Just an advice: If I wanna combine samples (already denoised with DADA2) from different sequencing runs, before merging them into a single feature-table, is it recommended to have used the same trimming options during the DADA2 denoising step?

I should also mention that both runs targeted the V4-region (250 bp-reads), and the trimming options I used in the past for each run are slightly different from each other.

Thanks very much,
FS

llenzi · January 15, 2020, 10:11am

Hi @fstudart,

Strictly speaking is a good policy to denoise different runs with same trimming parameters, before merging them.
In your case, R1 and R2 should be almost fully overlapping in the case of V4 region, so using different trimming setting should not have a very big impact.
That assuming the quality of the two runs are equally good (or bad …)
Still, there is only one way to know for sure …

Luca

fstudart · January 16, 2020, 7:13pm

Hi Luca!

Thanks for your input. As all my samples were sequenced the same way (paired-end sequencing, 250-bp reads, V4), can I select all samples I am interested now (from two different runs) into the same folder and start analyzing them from scratch as they came from the same run. By doing so, the trimming parameters would be the same. Would this be acceptable? Also, just wondering if there is a way to evaluate for possible batch effect in Qiime2 or using another tool?

Thanks very much,
FS

Mehrbod_Estaki · January 17, 2020, 8:31am

Hi @fstudart,
If these samples were ran through the same PCR run and sequencing run then you can denoise them together, otherwise it is recommended that you run each run through DADA2 separately with the same trimming parameters then merge afterward. The trimming parameters need to be exactly the same, because even a single nt difference in 2 features will lead to them being identified as different ASVs. You will see very clearly on an ordination plot that your samples will cluster more strongly based on sequencing run if your trimming parameters are not the same.

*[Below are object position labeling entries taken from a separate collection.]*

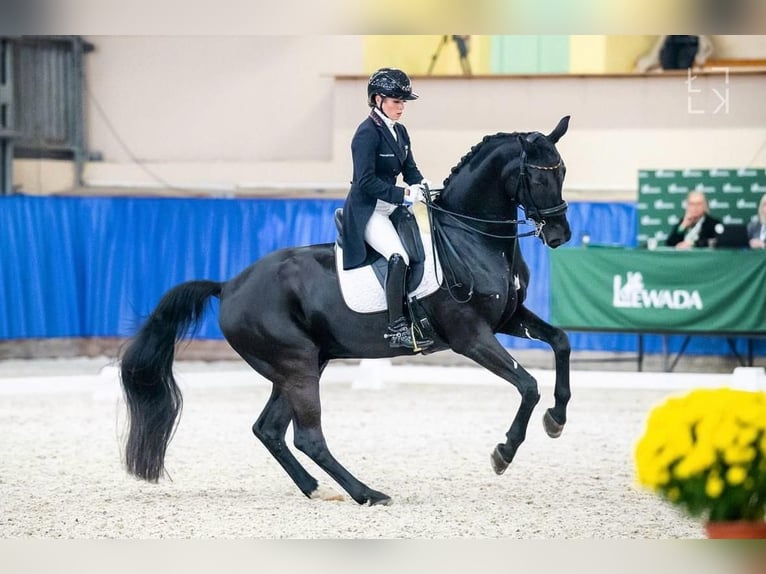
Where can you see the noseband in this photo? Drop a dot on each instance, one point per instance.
(524, 194)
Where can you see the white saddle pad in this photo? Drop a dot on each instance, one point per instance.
(362, 291)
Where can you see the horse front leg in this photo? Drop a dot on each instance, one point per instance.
(526, 325)
(484, 349)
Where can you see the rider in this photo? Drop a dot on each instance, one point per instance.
(380, 151)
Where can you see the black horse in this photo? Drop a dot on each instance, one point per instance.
(285, 316)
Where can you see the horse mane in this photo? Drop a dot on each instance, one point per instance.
(475, 150)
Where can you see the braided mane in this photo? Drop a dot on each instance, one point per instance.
(473, 151)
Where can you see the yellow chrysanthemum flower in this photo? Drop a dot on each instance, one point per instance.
(736, 475)
(714, 486)
(702, 450)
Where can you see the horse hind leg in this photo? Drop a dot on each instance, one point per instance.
(270, 429)
(485, 349)
(527, 325)
(303, 394)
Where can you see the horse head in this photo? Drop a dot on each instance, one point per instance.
(508, 170)
(538, 188)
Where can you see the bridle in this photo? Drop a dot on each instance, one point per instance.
(524, 199)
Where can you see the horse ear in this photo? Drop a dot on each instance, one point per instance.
(559, 130)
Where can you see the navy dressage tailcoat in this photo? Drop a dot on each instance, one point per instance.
(378, 160)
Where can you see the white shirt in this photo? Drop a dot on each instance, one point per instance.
(388, 121)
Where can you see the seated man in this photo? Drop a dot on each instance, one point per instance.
(697, 228)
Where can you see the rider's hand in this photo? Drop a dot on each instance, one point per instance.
(413, 194)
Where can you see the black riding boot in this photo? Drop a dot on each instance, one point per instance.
(398, 332)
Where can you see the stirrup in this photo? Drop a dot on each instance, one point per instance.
(398, 334)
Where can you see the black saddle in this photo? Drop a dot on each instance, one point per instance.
(407, 228)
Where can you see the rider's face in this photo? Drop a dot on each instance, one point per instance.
(392, 107)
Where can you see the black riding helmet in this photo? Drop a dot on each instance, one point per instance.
(389, 82)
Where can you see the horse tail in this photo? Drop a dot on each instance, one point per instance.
(146, 372)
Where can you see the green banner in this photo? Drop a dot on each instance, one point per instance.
(620, 289)
(732, 194)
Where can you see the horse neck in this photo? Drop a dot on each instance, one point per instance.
(482, 192)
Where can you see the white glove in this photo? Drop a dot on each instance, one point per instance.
(413, 193)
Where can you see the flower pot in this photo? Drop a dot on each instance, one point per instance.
(736, 529)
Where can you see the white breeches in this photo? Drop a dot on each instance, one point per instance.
(380, 232)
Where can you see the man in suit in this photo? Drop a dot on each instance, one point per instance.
(756, 229)
(697, 227)
(381, 151)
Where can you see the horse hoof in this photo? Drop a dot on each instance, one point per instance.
(327, 493)
(499, 464)
(551, 426)
(378, 498)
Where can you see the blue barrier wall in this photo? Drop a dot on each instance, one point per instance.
(94, 267)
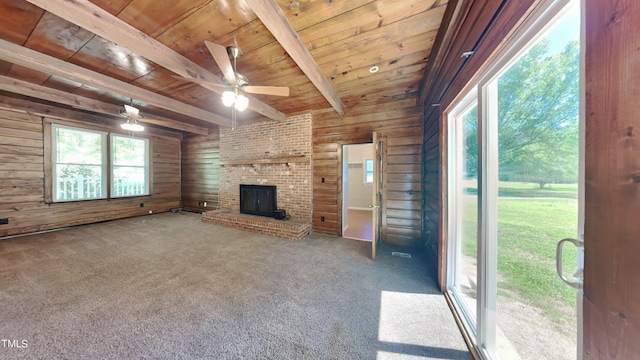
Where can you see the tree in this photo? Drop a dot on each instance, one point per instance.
(538, 104)
(538, 107)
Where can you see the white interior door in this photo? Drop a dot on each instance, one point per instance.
(377, 194)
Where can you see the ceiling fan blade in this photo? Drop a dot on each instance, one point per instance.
(221, 57)
(267, 90)
(201, 82)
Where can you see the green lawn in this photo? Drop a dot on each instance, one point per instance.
(530, 224)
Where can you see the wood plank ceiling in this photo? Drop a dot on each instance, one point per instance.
(98, 55)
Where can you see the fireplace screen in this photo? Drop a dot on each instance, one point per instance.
(258, 200)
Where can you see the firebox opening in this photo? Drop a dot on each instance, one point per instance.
(258, 200)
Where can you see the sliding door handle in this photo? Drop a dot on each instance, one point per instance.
(579, 274)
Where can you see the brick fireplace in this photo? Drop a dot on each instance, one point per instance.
(268, 153)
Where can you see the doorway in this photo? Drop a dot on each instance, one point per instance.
(357, 191)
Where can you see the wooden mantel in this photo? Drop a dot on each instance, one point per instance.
(276, 160)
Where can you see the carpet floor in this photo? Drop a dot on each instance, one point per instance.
(168, 286)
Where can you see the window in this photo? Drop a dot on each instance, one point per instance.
(129, 166)
(81, 170)
(78, 164)
(368, 171)
(513, 192)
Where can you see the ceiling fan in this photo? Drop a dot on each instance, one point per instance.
(235, 84)
(133, 114)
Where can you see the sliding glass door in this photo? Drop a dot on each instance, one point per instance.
(513, 193)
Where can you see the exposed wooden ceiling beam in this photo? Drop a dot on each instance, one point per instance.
(80, 102)
(269, 12)
(47, 64)
(100, 22)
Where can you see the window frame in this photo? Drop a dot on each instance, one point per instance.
(54, 162)
(49, 125)
(483, 86)
(113, 165)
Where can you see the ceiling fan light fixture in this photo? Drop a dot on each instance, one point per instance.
(239, 101)
(131, 111)
(242, 102)
(132, 125)
(228, 98)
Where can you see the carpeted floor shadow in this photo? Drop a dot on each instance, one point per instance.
(168, 286)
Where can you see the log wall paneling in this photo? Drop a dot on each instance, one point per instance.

The same goes for truncating parameters (cutting from 3’) if you were to use single-end reads, but since these are paired end and merge on 3’, the truncating is not an issue.
To identify batch effect is a bit tricky but the easiest way I go about doing this is as I mentioned just visually looking on your ordination plots to see you see some artificial clustering based on sequence runs (a column run you should add to your metadata file). As far as I’m aware there is one q2-plugin that deals with normalization of batch effects, q2-perc-norm, might be worth reading up on.
Good luck!

llenzi · January 17, 2020, 10:09am

Hi @fstudart,

when I wrote trimming option should not affect much in your situation I had in mind 3’ prime trimming length, in your case the total length of the merged sequence should be forced because the full overlap between R1 and R2, but I totally agree with @Mehrbod_Estaki , be careful with the 5’ trimming length, it could invalid my earlier assumption …
For processing the samples together, again, I agree with @Mehrbod_Estaki. If the samples were processed with the same protocols/methods but in different batches, it is probably safer denoise them separately (still you may have batch effects …).
Good luck

fstudart · January 20, 2020, 5:56pm

Hi Luca,

Thanks very much!

FS

system · February 20, 2020, 11:56pm

This topic was automatically closed 31 days after the last reply. New replies are no longer allowed.